Recent studies have shown that sitting for more than four hours a day can take up to two years off your life. Since most of us spend a large portion of our day behind a desk, this statistic is a particularly scary one. Prolonged sitting can also lead to serious health issues such as diabetes, deep-vein thrombosis, back pain and even cancer. On top of that, unhealthy diets and long hours in the office have the tendency to cut into exercise time, resulting in a poor digestive system and even obesity. Here are some simple exercise methods you can incorporate into your daily routine to help keep healthy in the workplace:
Use the stairs, rather than an escalator or elevator whenever you can to keep the blood circulating and help concentration.
Don’t neglect your posture in front of the computer. Your back should be straight, with your shoulders back and the top of your monitor should be at eye level. Most back pain experienced by workers is due to poor posture.
Take a break every hour to take a short walk around the office. You could try taking the long route to the bathroom, or instead of sending a colleague an email, walk over and have a chat.
Do simple stretching exercises for your arms, legs, neck and torso while sitting. Roll your shoulders forwards and backwards, stretch your arms and shoulders and flex your head from side to side to ease tension.
Pay attention to your wrist. Make sure they do not lie on the keyboard or mousepad (unless you have a pad with a wrist rest) and roll them clockwise and anti-clockwise every hour or so to help prevent Carpal Tunnel Syndrome.

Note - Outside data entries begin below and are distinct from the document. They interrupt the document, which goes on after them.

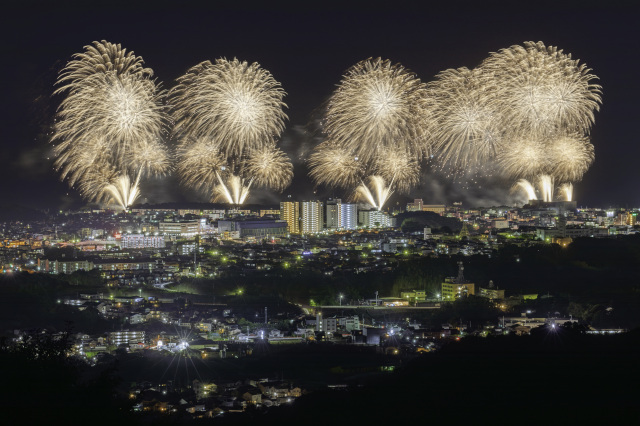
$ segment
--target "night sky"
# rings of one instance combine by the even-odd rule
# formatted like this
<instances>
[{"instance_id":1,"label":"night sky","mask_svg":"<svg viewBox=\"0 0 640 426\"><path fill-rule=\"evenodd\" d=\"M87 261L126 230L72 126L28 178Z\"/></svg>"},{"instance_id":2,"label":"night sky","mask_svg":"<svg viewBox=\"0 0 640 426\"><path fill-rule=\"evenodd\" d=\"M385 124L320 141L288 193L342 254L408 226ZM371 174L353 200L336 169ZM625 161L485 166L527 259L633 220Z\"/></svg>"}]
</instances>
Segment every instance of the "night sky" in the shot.
<instances>
[{"instance_id":1,"label":"night sky","mask_svg":"<svg viewBox=\"0 0 640 426\"><path fill-rule=\"evenodd\" d=\"M46 133L60 101L51 97L57 73L94 40L121 43L141 55L166 89L207 59L237 57L269 70L288 94L289 121L281 147L293 157L296 176L284 194L253 192L250 202L264 203L288 194L298 199L345 195L323 188L314 194L302 158L317 143L308 130L320 105L356 62L380 56L428 82L446 68L475 67L489 52L543 41L586 62L603 86L603 105L592 129L596 160L575 184L578 205L640 205L640 30L631 7L477 2L484 4L481 9L460 2L437 8L388 2L393 6L310 10L265 2L259 9L247 5L233 10L190 2L149 2L144 7L86 3L92 5L22 2L3 10L2 206L56 209L84 204L53 171ZM497 205L512 200L508 187L493 182L463 190L442 176L426 174L424 183L405 198ZM206 201L172 177L147 182L143 191L140 201L149 203ZM396 196L392 202L405 198Z\"/></svg>"}]
</instances>

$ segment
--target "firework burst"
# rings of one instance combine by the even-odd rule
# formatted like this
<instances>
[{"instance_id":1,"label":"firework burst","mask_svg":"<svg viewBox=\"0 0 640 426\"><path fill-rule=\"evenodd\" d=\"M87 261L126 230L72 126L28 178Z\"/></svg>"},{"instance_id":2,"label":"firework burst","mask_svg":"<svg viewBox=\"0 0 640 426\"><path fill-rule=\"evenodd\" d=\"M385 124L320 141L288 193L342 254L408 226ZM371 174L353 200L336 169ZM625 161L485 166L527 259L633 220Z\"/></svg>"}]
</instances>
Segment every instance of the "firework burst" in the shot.
<instances>
[{"instance_id":1,"label":"firework burst","mask_svg":"<svg viewBox=\"0 0 640 426\"><path fill-rule=\"evenodd\" d=\"M542 141L522 138L505 146L498 164L502 173L511 178L530 179L547 171L549 155Z\"/></svg>"},{"instance_id":2,"label":"firework burst","mask_svg":"<svg viewBox=\"0 0 640 426\"><path fill-rule=\"evenodd\" d=\"M381 150L420 158L427 150L426 86L388 60L367 59L350 68L329 99L327 139L371 162Z\"/></svg>"},{"instance_id":3,"label":"firework burst","mask_svg":"<svg viewBox=\"0 0 640 426\"><path fill-rule=\"evenodd\" d=\"M176 132L207 138L227 157L274 143L284 130L285 92L259 64L202 62L178 79L171 96Z\"/></svg>"},{"instance_id":4,"label":"firework burst","mask_svg":"<svg viewBox=\"0 0 640 426\"><path fill-rule=\"evenodd\" d=\"M57 82L63 86L56 93L66 97L52 137L55 167L71 186L79 185L83 197L126 209L143 176L170 167L164 92L141 58L119 45L95 46L76 55Z\"/></svg>"},{"instance_id":5,"label":"firework burst","mask_svg":"<svg viewBox=\"0 0 640 426\"><path fill-rule=\"evenodd\" d=\"M316 184L352 187L360 182L363 163L345 147L323 142L309 156L309 175Z\"/></svg>"},{"instance_id":6,"label":"firework burst","mask_svg":"<svg viewBox=\"0 0 640 426\"><path fill-rule=\"evenodd\" d=\"M594 159L588 134L602 101L596 79L542 42L492 53L473 70L441 72L428 84L435 163L474 181L580 180Z\"/></svg>"},{"instance_id":7,"label":"firework burst","mask_svg":"<svg viewBox=\"0 0 640 426\"><path fill-rule=\"evenodd\" d=\"M276 147L253 151L245 161L244 171L256 185L277 191L284 191L293 179L289 157Z\"/></svg>"},{"instance_id":8,"label":"firework burst","mask_svg":"<svg viewBox=\"0 0 640 426\"><path fill-rule=\"evenodd\" d=\"M99 73L114 72L117 75L130 74L138 77L151 77L153 70L144 68L142 57L128 52L119 44L102 40L94 41L93 46L85 46L85 51L73 55L58 78L55 93L61 93L76 88L76 84L87 77Z\"/></svg>"},{"instance_id":9,"label":"firework burst","mask_svg":"<svg viewBox=\"0 0 640 426\"><path fill-rule=\"evenodd\" d=\"M426 86L388 60L350 68L326 108L326 140L309 156L316 184L356 188L356 198L381 209L394 192L418 183L428 145Z\"/></svg>"},{"instance_id":10,"label":"firework burst","mask_svg":"<svg viewBox=\"0 0 640 426\"><path fill-rule=\"evenodd\" d=\"M435 103L434 150L441 166L464 173L487 169L504 134L495 80L482 78L478 69L449 69L428 88Z\"/></svg>"},{"instance_id":11,"label":"firework burst","mask_svg":"<svg viewBox=\"0 0 640 426\"><path fill-rule=\"evenodd\" d=\"M206 139L185 140L178 148L176 171L187 186L210 190L219 184L226 168L219 147Z\"/></svg>"},{"instance_id":12,"label":"firework burst","mask_svg":"<svg viewBox=\"0 0 640 426\"><path fill-rule=\"evenodd\" d=\"M600 109L597 77L557 47L525 42L492 53L481 67L490 84L499 82L502 119L518 134L588 133Z\"/></svg>"},{"instance_id":13,"label":"firework burst","mask_svg":"<svg viewBox=\"0 0 640 426\"><path fill-rule=\"evenodd\" d=\"M202 62L178 79L178 172L214 201L240 205L252 185L284 190L293 165L276 148L284 130L284 90L257 63Z\"/></svg>"},{"instance_id":14,"label":"firework burst","mask_svg":"<svg viewBox=\"0 0 640 426\"><path fill-rule=\"evenodd\" d=\"M559 181L579 181L593 163L593 145L579 134L555 138L549 144L551 174Z\"/></svg>"},{"instance_id":15,"label":"firework burst","mask_svg":"<svg viewBox=\"0 0 640 426\"><path fill-rule=\"evenodd\" d=\"M420 180L420 163L403 151L386 151L373 166L373 173L381 176L389 186L408 192Z\"/></svg>"}]
</instances>

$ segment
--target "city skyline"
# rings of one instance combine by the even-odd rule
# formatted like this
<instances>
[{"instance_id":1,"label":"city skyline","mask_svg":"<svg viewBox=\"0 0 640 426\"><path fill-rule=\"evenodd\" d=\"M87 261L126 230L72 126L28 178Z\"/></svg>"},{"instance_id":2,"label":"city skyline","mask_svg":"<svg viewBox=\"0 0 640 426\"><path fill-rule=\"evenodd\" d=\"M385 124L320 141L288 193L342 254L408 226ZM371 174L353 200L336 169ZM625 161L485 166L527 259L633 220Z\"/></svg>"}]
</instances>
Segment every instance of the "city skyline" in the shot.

Keep your legs moving as much as possible to stop “pins and needles” from occuring. Engage in ankle exercises such as drawing circles with your toes in the air to help improve circulation.
Sit on an exercise ball instead of a chair at your desk to squeeze in some secret exercise time while doing work but use it in moderation, as it is not very supportive for your back.
Give your eyes a break from looking at the computer screen. Every 30 minutes or so, scan your office for other objects such as a window, clock or door and focus on that instead. This encourages eye movement and reduces the likelihood of eye irritation and headaches.
Do exercises at your desk with the help of a few tools such as a hand gripper when you’re engaging in work that doesn’t involve typing. Squeeze the gripper for a great forearm workout.
Keep a bottle of water on your desk and make drinking plenty of water throughout the day a habit.
- Keep a stash of healthy snacks such as fruit or nuts at your workplace to prevent bad eating habits forming. Yogurt is a good choice as it contains a class of bacteria that helps digestion.
GET YOUR SLEEP
In this age of technology, it is not uncommon for the average working schedule to stretch beyond the traditional 9-5. We are getting less hours of sleep per night due to a lifestyle that often has us checking emails on laptops or Blackberries before going to bed. Sleep deprivation has a negative impact on both work performance and working relationships, and has been known to cause memory problems, depression, and a weaker immune system. Here are some quick tips on how to make the most of your rest time:
- Establish a regular and realistic bedtime schedule, even on weekends.
- Create a relaxing, sleep-friendly environment in your bedroom and only use it for sleeping.
- Avoid working on your laptop in bed; artificial light from your computer screen suppresses the release of melatonin, a sleep-promoting hormone, lengthening the time it takes for you to fall asleep.
- Avoid caffeinated beverages (including coffee, tea and fizzy drinks) before going to bed.
- Keep your handphone out of the bedroom or turn it off so it doesn’t disturb you.
- Deep breathing is a great way to reduce stress and is an effective method of calming your nerves and preparing your body for rest.